Decenas de miles de personas se manifestaron ayer [sábado] en las calles de más de un centenar de ciudades de Estados Unidos en reclamo de justicia para el caso Trayvon Martin, joven negro de 17 años que fue ultimado en enero de 2012 por un guardia comunitario mientras caminaba por el vecindario de tal ciudad. […]
Decenas de miles de personas se manifestaron ayer [sábado] en las calles de más de un centenar de ciudades de Estados Unidos en reclamo de justicia para el caso Trayvon Martin, joven negro de 17 años que fue ultimado en enero de 2012 por un guardia comunitario mientras caminaba por el vecindario de tal ciudad. El pasado sábado, un jurado absolvió al autor confeso del homicidio, George Zimmerman, y convalidó con ello los argumentos de sus defensores en el sentido de que la agresión en contra de Martin fue un acto de legítima defensa, a pesar de que, de acuerdo con toda la evidencia disponible, el adolescente, además, estaba desarmado al momento de ser agredido.
Más allá de lo estrictamente judicial, el caso ha reabierto la inveterada discusión sobre la continuidad de la discriminación institucional y la violencia racial en el vecino país, cuyos orígenes se remontan al sistema esclavista que provocó la Guerra de Secesión estadunidense (1861-1865), que no dirimió ni eliminó episodios ominosos como la segregación racial y el asesinato de luchadores sociales como Martin Luther King y Malcom X.
Ciertamente, mucho ha cambiado la sociedad estadunidense entre la década de los 60 -época en que fueron ultimados los activistas referidos- y la actualidad, como lo evidencia el arribo, en 2008, del presidente Barack Obama. Sin embargo, la esperanza de que la elección de éste consumara la transformación de la circunstancia que enfrentan las minorías raciales en general -y la población afroestadunidense en particular- queda desmentida a la luz de los hechos y las cifras: bajo la gestión del actual mandatario, la población negra ha padecido el mayor índice de desempleo en la historia contemporánea de ese país -entre 12 y 15 por ciento, el doble que el de la población blanca-, y ello se traduce en un incremento de la pobreza y la marginalidad en ese sector. A ello se suma la continuidad de un racismo institucional que se ve reflejado en la criminalización, la estigmatización y el clima de violencia estructural a que son sometidos los ciudadanos pertenecientes a ese grupo racial.
Un hecho revelador, al respecto, es que mientras que la población negra representa 12 por ciento de los habitantes de Estados Unidos, 40 por ciento de los internos en penitenciarías y cárceles del vecino país pertenecen a ese sector.

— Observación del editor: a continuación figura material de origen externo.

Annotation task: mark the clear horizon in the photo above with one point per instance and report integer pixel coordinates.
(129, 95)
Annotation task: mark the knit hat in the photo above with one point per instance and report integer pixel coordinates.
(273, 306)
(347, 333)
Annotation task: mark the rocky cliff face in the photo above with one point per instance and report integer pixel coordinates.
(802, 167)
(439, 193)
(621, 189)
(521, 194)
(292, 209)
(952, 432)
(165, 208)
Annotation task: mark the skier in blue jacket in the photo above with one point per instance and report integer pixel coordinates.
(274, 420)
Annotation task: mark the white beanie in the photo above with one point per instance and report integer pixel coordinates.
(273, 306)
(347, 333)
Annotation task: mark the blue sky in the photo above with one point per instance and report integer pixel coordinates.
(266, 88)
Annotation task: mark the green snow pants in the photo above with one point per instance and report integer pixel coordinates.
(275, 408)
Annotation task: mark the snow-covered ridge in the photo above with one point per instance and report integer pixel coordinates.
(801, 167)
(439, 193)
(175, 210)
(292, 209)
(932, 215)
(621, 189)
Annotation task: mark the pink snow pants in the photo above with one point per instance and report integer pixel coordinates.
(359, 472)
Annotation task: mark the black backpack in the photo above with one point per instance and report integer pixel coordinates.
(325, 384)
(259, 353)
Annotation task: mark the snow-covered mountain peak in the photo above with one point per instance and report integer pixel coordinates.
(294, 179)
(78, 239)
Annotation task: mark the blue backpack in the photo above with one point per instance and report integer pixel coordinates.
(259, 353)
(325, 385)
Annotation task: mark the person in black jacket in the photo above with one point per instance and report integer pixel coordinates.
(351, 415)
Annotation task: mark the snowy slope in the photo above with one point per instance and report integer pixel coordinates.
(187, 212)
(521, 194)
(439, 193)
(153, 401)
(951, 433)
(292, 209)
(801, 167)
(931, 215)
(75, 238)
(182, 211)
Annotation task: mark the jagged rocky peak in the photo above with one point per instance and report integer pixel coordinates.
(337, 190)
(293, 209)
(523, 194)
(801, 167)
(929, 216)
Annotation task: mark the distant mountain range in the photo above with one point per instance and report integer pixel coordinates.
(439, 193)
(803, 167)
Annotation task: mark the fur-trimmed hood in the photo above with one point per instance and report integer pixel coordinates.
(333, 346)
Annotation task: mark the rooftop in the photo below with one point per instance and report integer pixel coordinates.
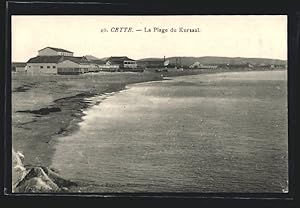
(57, 49)
(57, 59)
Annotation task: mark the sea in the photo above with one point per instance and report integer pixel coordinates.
(208, 133)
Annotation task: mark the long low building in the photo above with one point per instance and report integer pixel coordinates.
(58, 65)
(58, 61)
(52, 60)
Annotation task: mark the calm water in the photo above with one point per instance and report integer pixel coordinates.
(203, 133)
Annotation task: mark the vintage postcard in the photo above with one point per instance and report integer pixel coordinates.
(149, 104)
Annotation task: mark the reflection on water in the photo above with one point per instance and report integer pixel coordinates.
(203, 133)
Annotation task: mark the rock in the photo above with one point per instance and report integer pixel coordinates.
(18, 169)
(36, 180)
(57, 179)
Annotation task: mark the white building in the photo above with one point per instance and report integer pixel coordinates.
(50, 51)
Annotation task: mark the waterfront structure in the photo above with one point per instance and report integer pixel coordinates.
(198, 65)
(19, 67)
(51, 51)
(123, 62)
(58, 61)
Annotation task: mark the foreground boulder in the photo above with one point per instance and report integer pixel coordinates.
(18, 170)
(36, 180)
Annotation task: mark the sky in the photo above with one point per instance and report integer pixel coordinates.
(257, 36)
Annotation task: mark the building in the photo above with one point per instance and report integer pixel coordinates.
(73, 65)
(58, 61)
(43, 64)
(198, 65)
(50, 51)
(151, 63)
(19, 67)
(123, 62)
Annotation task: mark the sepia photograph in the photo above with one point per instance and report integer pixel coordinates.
(149, 104)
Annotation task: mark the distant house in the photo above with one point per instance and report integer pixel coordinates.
(43, 64)
(151, 63)
(198, 65)
(123, 62)
(19, 67)
(73, 65)
(50, 51)
(58, 61)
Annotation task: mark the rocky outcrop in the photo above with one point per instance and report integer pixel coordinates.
(37, 179)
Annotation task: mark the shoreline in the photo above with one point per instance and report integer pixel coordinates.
(50, 125)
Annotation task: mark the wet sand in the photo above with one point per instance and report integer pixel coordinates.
(48, 106)
(45, 106)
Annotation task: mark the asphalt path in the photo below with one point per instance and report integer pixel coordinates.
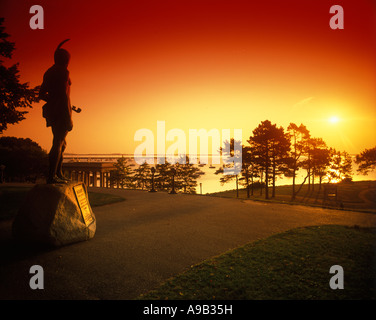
(148, 238)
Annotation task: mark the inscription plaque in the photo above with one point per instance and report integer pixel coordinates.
(83, 203)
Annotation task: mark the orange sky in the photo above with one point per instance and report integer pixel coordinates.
(202, 64)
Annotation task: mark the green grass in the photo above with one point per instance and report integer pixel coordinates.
(356, 196)
(290, 265)
(11, 199)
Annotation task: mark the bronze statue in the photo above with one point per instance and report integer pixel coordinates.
(55, 90)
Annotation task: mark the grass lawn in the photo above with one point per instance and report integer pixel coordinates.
(358, 196)
(11, 199)
(290, 265)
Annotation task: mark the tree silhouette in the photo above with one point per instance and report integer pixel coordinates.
(142, 176)
(24, 159)
(228, 151)
(186, 176)
(271, 146)
(13, 94)
(340, 167)
(366, 161)
(298, 137)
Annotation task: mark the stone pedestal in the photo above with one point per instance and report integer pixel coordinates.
(56, 215)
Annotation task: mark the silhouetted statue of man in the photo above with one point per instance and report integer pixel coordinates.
(55, 90)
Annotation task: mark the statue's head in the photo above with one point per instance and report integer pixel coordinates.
(61, 56)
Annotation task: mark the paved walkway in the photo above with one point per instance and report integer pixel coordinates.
(149, 238)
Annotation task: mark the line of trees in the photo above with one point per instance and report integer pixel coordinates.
(185, 176)
(273, 152)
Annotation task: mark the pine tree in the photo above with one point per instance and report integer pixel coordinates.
(13, 94)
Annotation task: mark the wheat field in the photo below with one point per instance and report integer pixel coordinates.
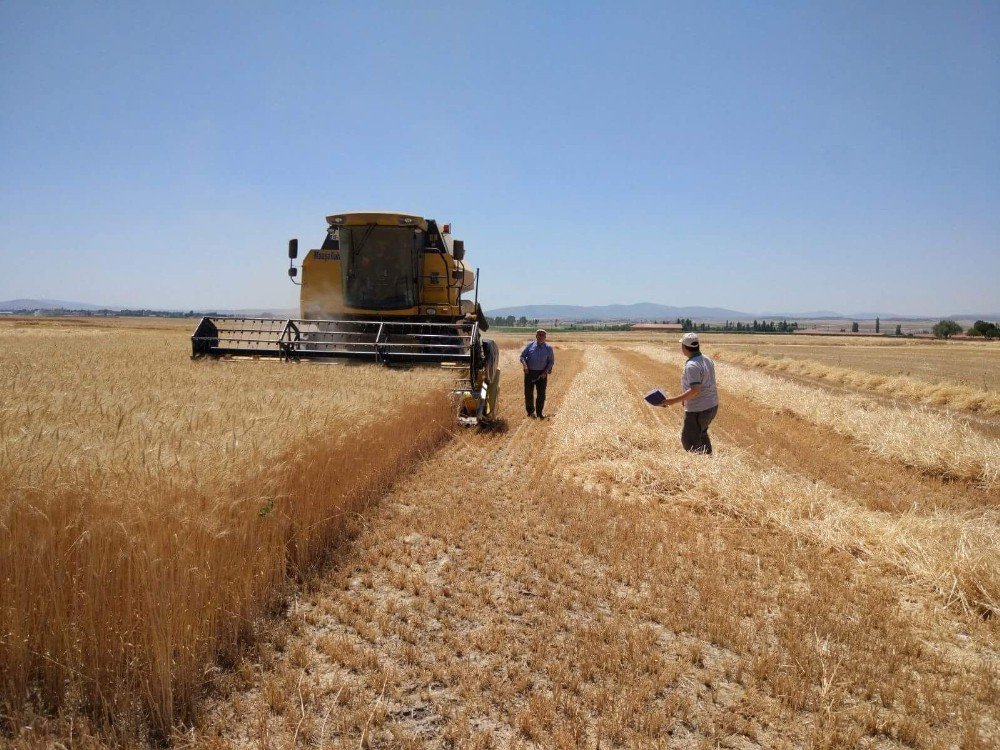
(250, 555)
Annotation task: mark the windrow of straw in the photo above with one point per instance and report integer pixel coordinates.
(928, 440)
(944, 394)
(623, 447)
(152, 509)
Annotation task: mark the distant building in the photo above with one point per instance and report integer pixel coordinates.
(657, 327)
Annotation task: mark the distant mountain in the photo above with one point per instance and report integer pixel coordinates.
(48, 304)
(638, 311)
(653, 311)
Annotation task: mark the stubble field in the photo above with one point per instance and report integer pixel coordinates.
(260, 555)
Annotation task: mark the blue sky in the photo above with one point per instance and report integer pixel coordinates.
(748, 155)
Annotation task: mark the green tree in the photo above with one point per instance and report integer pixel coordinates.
(946, 329)
(984, 328)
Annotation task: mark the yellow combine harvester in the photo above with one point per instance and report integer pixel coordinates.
(384, 288)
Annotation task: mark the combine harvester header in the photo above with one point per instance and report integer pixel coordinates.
(383, 288)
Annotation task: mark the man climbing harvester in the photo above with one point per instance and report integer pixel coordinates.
(537, 359)
(698, 394)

Por lo demás, semejante circunstancia de marginación, discriminación e inequidad no se limita a los ciudadanos de raza negra; se reproduce, en mayor o menor medida, con los latinos, los asiáticos, los musulmanes y, en general, con todos los grupos étnicos distintos a la mayoría blanca, anglosajona y protestante (WASP, por sus siglas en inglés), la cual sigue representando el sector dominante -aunque declinante- en lo social, lo político y lo económico.
Por último, resulta obligado preguntarse hasta qué punto la persistencia de la violencia racial en Estados Unidos es un problema histórico, cultural, social e institucional circunscrito al ámbito interno de ese país, o bien es un correlato de su proyección como potencia hegemónica y belicista en el ámbito internacional. En cualquier caso, es desolador que, en una sociedad que goza de grandes niveles de desarrollo y de riqueza y que se empeña en ostentarse como modelo de civilidad ante el resto del mundo, tengan lugar episodios que denotan retraso cultural, propensión a la violencia y la barbarie e incapacidad de cerrar una de sus mayores y más vergonzantes heridas.